New Delhi, as efforts are being made to release a giant container ship stranded in the Suez Canal, the Indian government, in discussion with stakeholders, has decided that the Federation of Indian Export Organizations (FIEO), Seafood Export Development Authority (MPEDA) and the Agricultural and Processing Food Export Development Authority (APEDA) will jointly identify cargoes, in particular perishable goods, for priority movement.
Exporting authorities will also work with priority transport lines.
The government has come up with a four-point plan to deal with the situation arising from the blockage of the Suez Canal. The plan was outlined at a meeting convened by Logistics Department, Ministry of Commerce, Government of India on Friday.
The meeting was chaired by Pavan Agarwal, Special Secretary (Logistics) and attends the Ministry of Ports, Shipping and Waterways, ADG Shipping, the Container Shipping Line Association (CSLA) and the Federation of Indian Export Organizations (FIEO).
In addition to prioritizing cargo, the plan outlines that shipping lines have been advised by the CSLA to explore the possibility of diverting ships through the Cape of Good Hope. It was stated that such a diversion usually takes an additional 15 days.
CSLA also assured that freight rates under existing contracts will be met. With regard to shipping lines, a request has been made to maintain the stability of freight tariffs during this crisis. It was noted that the situation is temporary and unlikely to have a lasting effect, an official statement said.
“Once the blockade is over, some grouping is expected to take place, especially in the ports of JNPT, Mundra and Hazira. The Ministry of Ports, Shipping and Waterways has assured that it will issue advice to these ports to prepare arrangements and ensure efficient handling. during the forthcoming busy period, “it said.
The Ministry of Trade the declaration noted that the blockade of the suede channel from march on march 23 severely hit world trade.
This route is used for Indian exports or imports worth $ 200 billion to and from North America, South America and Europe. Includes petroleum goods, organic chemicals, iron and steel, automobiles, machinery, textiles and carpets, crafts, including furniture, leather goods, among others.

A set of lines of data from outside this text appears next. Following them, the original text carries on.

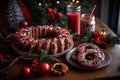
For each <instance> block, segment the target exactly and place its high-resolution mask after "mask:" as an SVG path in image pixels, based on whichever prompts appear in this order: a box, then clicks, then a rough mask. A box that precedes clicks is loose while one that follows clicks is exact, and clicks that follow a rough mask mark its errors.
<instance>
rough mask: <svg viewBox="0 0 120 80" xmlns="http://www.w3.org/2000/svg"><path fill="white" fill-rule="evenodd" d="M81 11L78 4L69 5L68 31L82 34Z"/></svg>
mask: <svg viewBox="0 0 120 80" xmlns="http://www.w3.org/2000/svg"><path fill="white" fill-rule="evenodd" d="M80 11H81V6H80V5H78V4H68V5H67V19H68V30H69V31H70V32H71V33H77V34H80V16H81V14H80Z"/></svg>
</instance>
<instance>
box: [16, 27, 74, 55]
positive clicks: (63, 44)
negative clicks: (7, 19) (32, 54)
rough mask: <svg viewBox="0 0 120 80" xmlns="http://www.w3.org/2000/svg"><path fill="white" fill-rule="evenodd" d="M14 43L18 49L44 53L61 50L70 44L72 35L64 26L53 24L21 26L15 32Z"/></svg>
mask: <svg viewBox="0 0 120 80" xmlns="http://www.w3.org/2000/svg"><path fill="white" fill-rule="evenodd" d="M14 40H15V41H14V45H15V47H16V48H17V49H18V50H22V51H24V52H31V53H40V51H41V49H44V50H45V52H46V54H53V55H55V54H56V53H59V52H62V51H64V50H66V49H67V48H69V47H70V45H71V44H72V42H73V40H72V35H71V34H70V33H69V32H68V31H67V30H66V29H64V28H61V27H59V26H57V27H56V26H53V25H44V26H40V25H38V26H31V27H27V28H22V29H20V30H18V31H16V33H15V39H14Z"/></svg>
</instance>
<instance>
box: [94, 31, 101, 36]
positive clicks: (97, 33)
mask: <svg viewBox="0 0 120 80" xmlns="http://www.w3.org/2000/svg"><path fill="white" fill-rule="evenodd" d="M100 36H101V35H100V33H99V32H97V31H96V32H94V33H93V37H100Z"/></svg>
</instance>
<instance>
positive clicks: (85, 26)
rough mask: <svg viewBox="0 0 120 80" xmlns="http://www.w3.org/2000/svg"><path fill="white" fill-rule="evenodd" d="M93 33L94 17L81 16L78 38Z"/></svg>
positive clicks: (94, 30)
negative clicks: (80, 23)
mask: <svg viewBox="0 0 120 80" xmlns="http://www.w3.org/2000/svg"><path fill="white" fill-rule="evenodd" d="M94 31H95V16H94V15H92V16H90V14H82V15H81V34H80V36H86V35H87V34H89V33H92V32H94ZM88 32H89V33H88Z"/></svg>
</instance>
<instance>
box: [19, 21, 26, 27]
mask: <svg viewBox="0 0 120 80" xmlns="http://www.w3.org/2000/svg"><path fill="white" fill-rule="evenodd" d="M19 26H20V28H26V27H28V22H27V21H26V20H22V21H20V23H19Z"/></svg>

During the meeting, it was noted that more than 200 ships are waiting on the north and south sides of the Suez Canal and about 60 ships are added to the queue daily.
If two more days are taken before efforts are made to clear the canal (digging on both sides, adding additional barges at each tide and tugs to straighten the stranded ship), the total backlog will be around 350 ships. It is estimated that this lag should take about a week to close. During the meeting, it was decided to closely monitor the situation, the statement said.